Added 4/22/13: I've rewritten this almost entirely, to correct a serious mistake I'd made at the very outset of the original proof. I think what I've posted now is correct. (end of addition)

As nvcleemp noted, one should start with a 2-coloring (Black and White) of the tree and, if the number of leaves is even, simply change every other leaf around the cycle to a third color (Red). It's only if there is an odd number leaves that we have to do something fancier. To handle that case, it's helpful to introduce a tiny bit of terminology: Let's call the vertices that leaves are connected to "buds."

We'll start with a little lemma:

If the tree is not a star, then there are at least two buds for which the cycle traversing the leaves passes consecutively through those buds' leaves.

Proof:

It's easy to see that this is true if there are only two buds. The rest is by induction, which is easiest to picture if you imagine the graph deformed so that the cycle through the leaves is a circle. Suppose there's a bud for which the cycle does not pass consecutively through its leaves. Picture that bud as being at the center of the circle and two of its non-consecutive leaves at 12:00 and 6:00 on the circle, connected to the bud by radii. The non-consecutiveness means there are other buds connecting to other leaves on each side of the diameter just drawn. This means there is a smaller tree on each side (including the bud and two leaves of the diameter), so induction applies. One of the two consecutive-leaf buds for each side may be the bud at the center of the circle, but that still leaves at least one bud on each side for which the cycle passes through its leaves consecutively.

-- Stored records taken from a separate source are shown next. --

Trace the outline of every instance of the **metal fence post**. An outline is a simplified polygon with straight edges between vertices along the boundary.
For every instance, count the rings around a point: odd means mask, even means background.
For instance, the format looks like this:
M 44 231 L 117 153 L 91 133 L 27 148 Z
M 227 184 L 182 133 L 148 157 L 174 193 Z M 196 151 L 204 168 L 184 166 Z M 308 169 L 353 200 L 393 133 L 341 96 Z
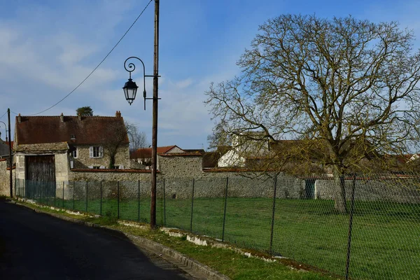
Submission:
M 190 223 L 190 232 L 192 232 L 192 211 L 194 210 L 194 185 L 195 180 L 192 178 L 192 194 L 191 195 L 191 220 Z
M 120 181 L 117 183 L 117 218 L 120 218 Z
M 73 181 L 73 210 L 74 210 L 74 192 L 76 189 L 76 181 Z
M 137 220 L 140 222 L 140 180 L 137 183 Z
M 349 239 L 347 241 L 347 260 L 346 262 L 346 280 L 349 279 L 349 270 L 350 268 L 350 250 L 351 248 L 351 230 L 353 228 L 353 214 L 354 212 L 354 190 L 356 188 L 356 175 L 353 176 L 353 188 L 351 188 L 351 208 L 350 209 L 350 218 L 349 219 Z
M 272 227 L 270 237 L 270 253 L 272 255 L 273 251 L 273 234 L 274 232 L 274 216 L 276 214 L 276 196 L 277 195 L 277 175 L 274 177 L 274 193 L 273 194 L 273 214 L 272 216 Z
M 64 208 L 64 181 L 63 181 L 63 208 Z
M 223 209 L 223 227 L 222 229 L 222 242 L 225 241 L 225 224 L 226 222 L 226 206 L 227 204 L 227 186 L 229 177 L 226 177 L 226 188 L 225 188 L 225 209 Z
M 85 200 L 85 212 L 88 212 L 88 181 L 86 181 L 86 199 Z
M 164 178 L 163 178 L 163 226 L 166 227 L 166 196 L 164 190 Z
M 99 184 L 99 191 L 101 192 L 101 197 L 99 200 L 99 215 L 102 216 L 102 181 Z

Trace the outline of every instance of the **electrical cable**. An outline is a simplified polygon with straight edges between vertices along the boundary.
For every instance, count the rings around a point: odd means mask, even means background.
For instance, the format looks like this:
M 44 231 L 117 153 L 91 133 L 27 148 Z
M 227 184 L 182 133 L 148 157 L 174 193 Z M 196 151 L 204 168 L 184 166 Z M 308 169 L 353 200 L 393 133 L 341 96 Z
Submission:
M 92 74 L 101 66 L 101 64 L 105 61 L 105 59 L 106 59 L 106 58 L 109 56 L 109 55 L 111 55 L 111 53 L 117 47 L 117 46 L 118 46 L 118 44 L 120 43 L 120 42 L 121 42 L 121 41 L 124 38 L 124 37 L 125 37 L 125 35 L 127 35 L 127 34 L 128 33 L 128 31 L 132 29 L 132 27 L 137 22 L 137 20 L 139 20 L 139 18 L 140 18 L 140 17 L 141 16 L 141 15 L 143 15 L 143 13 L 144 13 L 144 11 L 147 8 L 147 7 L 148 7 L 148 6 L 150 5 L 150 4 L 152 2 L 152 1 L 153 0 L 150 0 L 148 3 L 148 4 L 146 6 L 146 7 L 144 7 L 144 8 L 141 11 L 141 13 L 140 13 L 140 15 L 139 15 L 139 16 L 137 17 L 137 18 L 136 18 L 136 20 L 134 20 L 134 22 L 131 24 L 131 26 L 129 27 L 129 29 L 127 29 L 127 31 L 125 31 L 125 33 L 124 34 L 124 35 L 122 35 L 122 36 L 121 37 L 121 38 L 120 38 L 120 40 L 113 46 L 113 48 L 109 51 L 109 52 L 108 52 L 108 54 L 105 56 L 105 57 L 104 57 L 104 59 L 99 62 L 99 64 L 98 65 L 97 65 L 96 67 L 94 67 L 94 69 L 90 72 L 90 74 L 89 75 L 88 75 L 88 76 L 86 78 L 85 78 L 85 79 L 83 79 L 83 80 L 82 80 L 76 88 L 74 88 L 74 89 L 73 89 L 73 90 L 71 90 L 70 92 L 69 92 L 69 94 L 67 94 L 67 95 L 66 95 L 65 97 L 64 97 L 63 98 L 62 98 L 58 102 L 55 103 L 54 105 L 52 105 L 52 106 L 47 108 L 46 109 L 45 109 L 43 111 L 41 111 L 41 112 L 38 112 L 36 113 L 31 114 L 31 115 L 39 115 L 40 113 L 46 112 L 47 111 L 48 111 L 48 110 L 51 109 L 52 108 L 55 107 L 55 106 L 58 105 L 59 103 L 61 103 L 66 98 L 69 97 L 70 96 L 70 94 L 71 94 L 73 92 L 74 92 L 80 85 L 82 85 L 82 84 L 83 83 L 85 83 L 86 81 L 86 80 L 88 80 L 89 78 L 89 77 L 90 77 L 90 76 L 92 76 Z M 18 115 L 16 113 L 14 113 L 14 112 L 12 112 L 12 113 Z

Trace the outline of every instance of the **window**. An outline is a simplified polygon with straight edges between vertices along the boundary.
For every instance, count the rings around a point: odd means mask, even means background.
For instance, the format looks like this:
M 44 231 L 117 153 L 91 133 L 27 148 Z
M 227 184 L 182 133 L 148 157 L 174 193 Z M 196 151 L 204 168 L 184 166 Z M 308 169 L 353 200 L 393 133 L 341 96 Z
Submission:
M 89 147 L 89 158 L 104 158 L 104 148 L 99 146 Z
M 73 158 L 77 158 L 77 148 L 75 148 L 73 152 L 71 152 L 71 155 L 73 155 Z

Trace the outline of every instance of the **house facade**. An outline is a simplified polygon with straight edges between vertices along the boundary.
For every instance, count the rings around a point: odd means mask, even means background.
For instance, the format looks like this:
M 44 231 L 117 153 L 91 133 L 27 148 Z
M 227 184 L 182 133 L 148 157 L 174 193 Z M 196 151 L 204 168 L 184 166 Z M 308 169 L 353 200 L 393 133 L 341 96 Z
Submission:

We're now in position to complete the proof of 3-coloring for non-stars in the case of oddly many leaves.

Pick one of the buds for which the cycle passes consecutively through its leaves. (The lemma guarantees us two, but we only need one.) Change its color to Red. Skipping its leaves for the moment, and starting with the "next" leaf (say running clockwise), turn every other leaf Red until you get back around to the Red bud's leaves, at which point you just need to alternate Black and White. (Note, this works even for the "easy" case where the number of leaves is even.)

Note: David Eppstein has given a different, inductive proof at the cross posting noted here in an answer/comment by fidbc.